U.S., Mexico Declare Need to Tackle Illicit Financial Flows in Fight Against Drugs

March 29th, 2010

The United States and Mexico released a joint statement on the Merida Initiative today—following up on the high-level rendezvous between senior U.S. and Mexican authorities which took place last week in Mexico City.  With drug-related violence in Mexico at abhorrently high levels and rising, both governments clearly recognize the need to tackle this issue.

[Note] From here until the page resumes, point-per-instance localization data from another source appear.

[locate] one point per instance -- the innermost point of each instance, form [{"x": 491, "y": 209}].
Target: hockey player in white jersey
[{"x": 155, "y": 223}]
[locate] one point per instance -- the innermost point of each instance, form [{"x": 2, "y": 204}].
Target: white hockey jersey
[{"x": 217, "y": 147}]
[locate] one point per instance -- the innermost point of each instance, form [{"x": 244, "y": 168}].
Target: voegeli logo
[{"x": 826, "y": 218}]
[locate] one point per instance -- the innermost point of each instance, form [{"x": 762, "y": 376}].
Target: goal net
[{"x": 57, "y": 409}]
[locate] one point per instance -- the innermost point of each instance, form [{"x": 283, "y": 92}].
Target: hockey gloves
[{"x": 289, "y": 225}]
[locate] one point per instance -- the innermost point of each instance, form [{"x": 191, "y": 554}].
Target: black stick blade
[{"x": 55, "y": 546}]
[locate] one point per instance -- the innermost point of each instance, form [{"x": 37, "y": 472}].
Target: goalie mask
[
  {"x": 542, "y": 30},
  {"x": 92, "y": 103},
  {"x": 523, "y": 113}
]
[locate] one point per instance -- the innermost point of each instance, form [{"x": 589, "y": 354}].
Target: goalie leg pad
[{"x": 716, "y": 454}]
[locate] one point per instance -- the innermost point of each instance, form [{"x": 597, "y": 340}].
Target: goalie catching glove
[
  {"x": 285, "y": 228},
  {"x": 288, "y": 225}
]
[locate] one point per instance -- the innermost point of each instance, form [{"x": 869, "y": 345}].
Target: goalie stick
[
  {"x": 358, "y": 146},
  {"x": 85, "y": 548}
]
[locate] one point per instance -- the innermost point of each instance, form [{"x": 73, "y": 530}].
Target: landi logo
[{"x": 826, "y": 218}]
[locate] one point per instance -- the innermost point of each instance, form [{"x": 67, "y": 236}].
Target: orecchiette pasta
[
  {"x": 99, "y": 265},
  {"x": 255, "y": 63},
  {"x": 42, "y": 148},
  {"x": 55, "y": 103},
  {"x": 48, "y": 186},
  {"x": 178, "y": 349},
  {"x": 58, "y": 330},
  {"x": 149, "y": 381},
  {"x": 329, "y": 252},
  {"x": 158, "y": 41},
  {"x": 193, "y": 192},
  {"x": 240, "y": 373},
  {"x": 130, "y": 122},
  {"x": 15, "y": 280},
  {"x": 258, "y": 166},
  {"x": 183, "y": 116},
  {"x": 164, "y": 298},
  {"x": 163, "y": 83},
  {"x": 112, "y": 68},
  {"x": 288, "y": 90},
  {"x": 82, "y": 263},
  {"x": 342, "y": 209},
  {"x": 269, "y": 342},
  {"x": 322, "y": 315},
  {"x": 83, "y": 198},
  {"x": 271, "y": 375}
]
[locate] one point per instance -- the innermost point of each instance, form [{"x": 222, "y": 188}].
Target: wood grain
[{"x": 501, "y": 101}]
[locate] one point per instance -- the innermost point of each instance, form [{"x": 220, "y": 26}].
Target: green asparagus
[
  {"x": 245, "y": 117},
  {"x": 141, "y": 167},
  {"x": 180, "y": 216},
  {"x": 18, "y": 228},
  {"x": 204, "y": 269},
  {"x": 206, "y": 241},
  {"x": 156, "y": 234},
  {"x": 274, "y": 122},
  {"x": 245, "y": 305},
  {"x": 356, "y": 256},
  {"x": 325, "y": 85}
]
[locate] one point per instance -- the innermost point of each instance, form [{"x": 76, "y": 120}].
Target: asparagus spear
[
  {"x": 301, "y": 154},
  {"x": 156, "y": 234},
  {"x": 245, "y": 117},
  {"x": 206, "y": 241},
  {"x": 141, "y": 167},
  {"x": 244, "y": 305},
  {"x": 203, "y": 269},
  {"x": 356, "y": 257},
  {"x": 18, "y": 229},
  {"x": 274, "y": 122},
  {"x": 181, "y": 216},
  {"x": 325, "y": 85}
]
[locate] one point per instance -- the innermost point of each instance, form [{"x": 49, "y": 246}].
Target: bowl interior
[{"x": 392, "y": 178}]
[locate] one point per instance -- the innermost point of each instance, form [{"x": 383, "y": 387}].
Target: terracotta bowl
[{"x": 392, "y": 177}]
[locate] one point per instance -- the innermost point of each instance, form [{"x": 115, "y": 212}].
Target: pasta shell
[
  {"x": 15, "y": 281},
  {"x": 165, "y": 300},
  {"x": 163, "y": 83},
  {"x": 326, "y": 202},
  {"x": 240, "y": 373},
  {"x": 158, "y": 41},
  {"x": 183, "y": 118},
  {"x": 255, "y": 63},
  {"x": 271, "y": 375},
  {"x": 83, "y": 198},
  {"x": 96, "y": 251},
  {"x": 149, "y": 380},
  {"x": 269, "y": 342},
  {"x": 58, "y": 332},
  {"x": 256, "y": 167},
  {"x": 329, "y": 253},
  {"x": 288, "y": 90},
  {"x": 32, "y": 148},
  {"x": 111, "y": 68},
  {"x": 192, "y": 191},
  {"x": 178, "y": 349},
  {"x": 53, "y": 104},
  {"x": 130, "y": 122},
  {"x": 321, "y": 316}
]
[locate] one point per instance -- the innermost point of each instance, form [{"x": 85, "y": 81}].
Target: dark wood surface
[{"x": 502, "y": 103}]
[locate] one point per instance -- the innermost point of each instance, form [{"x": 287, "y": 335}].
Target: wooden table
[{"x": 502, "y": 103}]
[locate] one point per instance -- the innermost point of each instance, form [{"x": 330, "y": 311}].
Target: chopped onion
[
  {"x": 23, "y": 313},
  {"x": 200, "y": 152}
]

Moreover, the scale of the problem seems to have forced them to consider alternative solutions. Indeed, the joint statement expresses both governments’ intent to tackle illicit financial flows—directly linking these flows to violence and corruption for the first time.

From the statement:

13. Our governments intend to establish a bilateral work program to combat illegal weapons and illicit financial flows, crimes that contribute to spread violence and corruption. This scheme will have concrete objectives and progress indicators that will be periodically reviewed. It will seek to identify new areas of cooperation and actions that each State can take within its jurisdiction.

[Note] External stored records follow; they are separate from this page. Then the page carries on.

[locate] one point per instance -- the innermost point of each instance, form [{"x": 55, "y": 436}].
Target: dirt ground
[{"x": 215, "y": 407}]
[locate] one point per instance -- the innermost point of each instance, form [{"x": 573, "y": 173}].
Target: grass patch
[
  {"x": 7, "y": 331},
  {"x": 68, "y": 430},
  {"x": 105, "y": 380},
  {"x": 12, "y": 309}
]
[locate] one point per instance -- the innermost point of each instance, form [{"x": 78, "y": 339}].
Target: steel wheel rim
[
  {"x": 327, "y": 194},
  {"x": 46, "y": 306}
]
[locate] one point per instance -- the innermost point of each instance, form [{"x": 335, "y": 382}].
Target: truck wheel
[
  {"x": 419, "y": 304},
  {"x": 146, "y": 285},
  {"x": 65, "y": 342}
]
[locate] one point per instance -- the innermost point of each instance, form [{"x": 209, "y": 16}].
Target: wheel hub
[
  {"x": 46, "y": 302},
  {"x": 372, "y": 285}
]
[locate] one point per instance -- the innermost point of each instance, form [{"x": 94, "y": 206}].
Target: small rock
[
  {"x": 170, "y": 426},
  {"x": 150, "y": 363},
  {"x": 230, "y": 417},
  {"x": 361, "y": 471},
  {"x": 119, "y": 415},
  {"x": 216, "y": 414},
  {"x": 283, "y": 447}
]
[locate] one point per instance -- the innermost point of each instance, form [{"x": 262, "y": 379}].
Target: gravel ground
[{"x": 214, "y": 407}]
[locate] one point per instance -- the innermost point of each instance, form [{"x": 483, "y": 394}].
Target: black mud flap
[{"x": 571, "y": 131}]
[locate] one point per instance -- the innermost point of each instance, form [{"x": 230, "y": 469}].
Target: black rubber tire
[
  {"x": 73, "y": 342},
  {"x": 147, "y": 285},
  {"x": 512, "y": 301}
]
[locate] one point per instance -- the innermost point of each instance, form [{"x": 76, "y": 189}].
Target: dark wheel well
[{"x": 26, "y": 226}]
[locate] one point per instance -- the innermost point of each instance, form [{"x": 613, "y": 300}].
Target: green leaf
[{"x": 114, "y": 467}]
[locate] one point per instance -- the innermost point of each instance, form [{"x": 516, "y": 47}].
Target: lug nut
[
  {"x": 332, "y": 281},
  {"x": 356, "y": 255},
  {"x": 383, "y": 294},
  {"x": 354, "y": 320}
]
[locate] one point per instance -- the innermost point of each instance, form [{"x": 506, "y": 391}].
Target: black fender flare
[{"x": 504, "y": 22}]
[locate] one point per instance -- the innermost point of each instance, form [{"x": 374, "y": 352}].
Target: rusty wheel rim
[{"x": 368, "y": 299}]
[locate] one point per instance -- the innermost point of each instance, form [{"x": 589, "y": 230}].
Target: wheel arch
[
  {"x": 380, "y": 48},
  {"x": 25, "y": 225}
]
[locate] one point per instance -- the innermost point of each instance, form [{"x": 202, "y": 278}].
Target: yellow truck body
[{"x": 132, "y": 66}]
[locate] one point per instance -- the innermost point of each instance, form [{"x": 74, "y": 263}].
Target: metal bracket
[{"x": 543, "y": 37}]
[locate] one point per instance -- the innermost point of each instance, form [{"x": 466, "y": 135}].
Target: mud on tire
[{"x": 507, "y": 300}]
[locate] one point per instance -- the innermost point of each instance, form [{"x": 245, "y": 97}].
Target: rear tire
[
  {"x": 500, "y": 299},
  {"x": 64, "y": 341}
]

GFI’s long advocated addressing illicit financial flows as a way to significantly curtail drug trafficking between Mexico and the United States.  Indeed, while the U.S. government’s been reticent, the Mexican government has previously acknowledged this. In a February ’09 letter sent to then-recently-confirmed Treasury Secretary Tim Geithner, Mexican Finance Secretary Agustin Carstens linked this issue directly to the drug trade:

Soon after the Obama Administration took office, Mexico sent Treasury Secretary Tim Geithner a letter complaining about the de facto secrecy U.S. banks offer Mexicans holding accounts by not reporting to anyone the names or interest income paid on those deposits. “The exchange of information on interest paid by banks will certainly provide us with a powerful tool to detect, prevent and control tax evasion, money laundering, terrorist financing, drug trafficking and organized crime,” said the Feb. 9 letter from Mexican Finance Secretary Agustin Carstens, who also noted that the two countries do not have a “solid and reliable mechanism to verify actual residence of the foreign depositors.”

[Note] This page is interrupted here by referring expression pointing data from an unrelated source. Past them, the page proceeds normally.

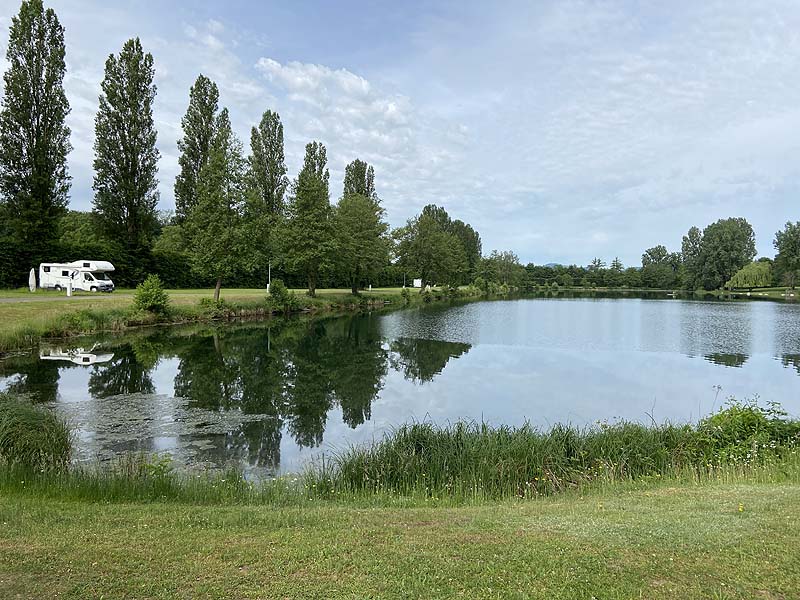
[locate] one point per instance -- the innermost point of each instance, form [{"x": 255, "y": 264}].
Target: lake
[{"x": 265, "y": 397}]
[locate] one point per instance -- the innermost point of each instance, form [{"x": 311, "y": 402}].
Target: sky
[{"x": 561, "y": 130}]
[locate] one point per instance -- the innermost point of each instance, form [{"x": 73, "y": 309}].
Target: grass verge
[
  {"x": 677, "y": 540},
  {"x": 27, "y": 319}
]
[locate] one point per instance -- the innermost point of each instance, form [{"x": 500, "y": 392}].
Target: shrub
[
  {"x": 32, "y": 436},
  {"x": 281, "y": 297},
  {"x": 745, "y": 431},
  {"x": 214, "y": 309},
  {"x": 150, "y": 296}
]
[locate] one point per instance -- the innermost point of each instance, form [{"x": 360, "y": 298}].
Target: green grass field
[
  {"x": 24, "y": 314},
  {"x": 717, "y": 541}
]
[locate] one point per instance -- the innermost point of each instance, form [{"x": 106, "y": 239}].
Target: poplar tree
[
  {"x": 267, "y": 163},
  {"x": 126, "y": 157},
  {"x": 308, "y": 235},
  {"x": 194, "y": 146},
  {"x": 362, "y": 241},
  {"x": 34, "y": 139},
  {"x": 218, "y": 240},
  {"x": 359, "y": 178}
]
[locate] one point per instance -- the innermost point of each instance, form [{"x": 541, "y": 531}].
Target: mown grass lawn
[
  {"x": 19, "y": 308},
  {"x": 688, "y": 541}
]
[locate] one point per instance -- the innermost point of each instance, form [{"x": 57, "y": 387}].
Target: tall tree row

Indeed, this is a serious issue for Mexico.  Robert Goulder at Tax Analysts goes a step further in explaining the importance of this matter:

“If you are a Mexican drug lord, you can put as much money as you want into U.S. banks. We ain’t going to tax it, and the Mexicans can’t tax it because they are never going to know about it. It’s the financial equivalent of ‘Don’t ask, don’t tell.’ “

Unfortunately, as far as I know, the United States has yet to respond to Mr. Carstens’ letter—something which makes today’s joint statement an important evolution in U.S.-Mexico relations.  Now let’s hope that the U.S. follows through with their language by implementing real reforms to curtail illicit financial flows.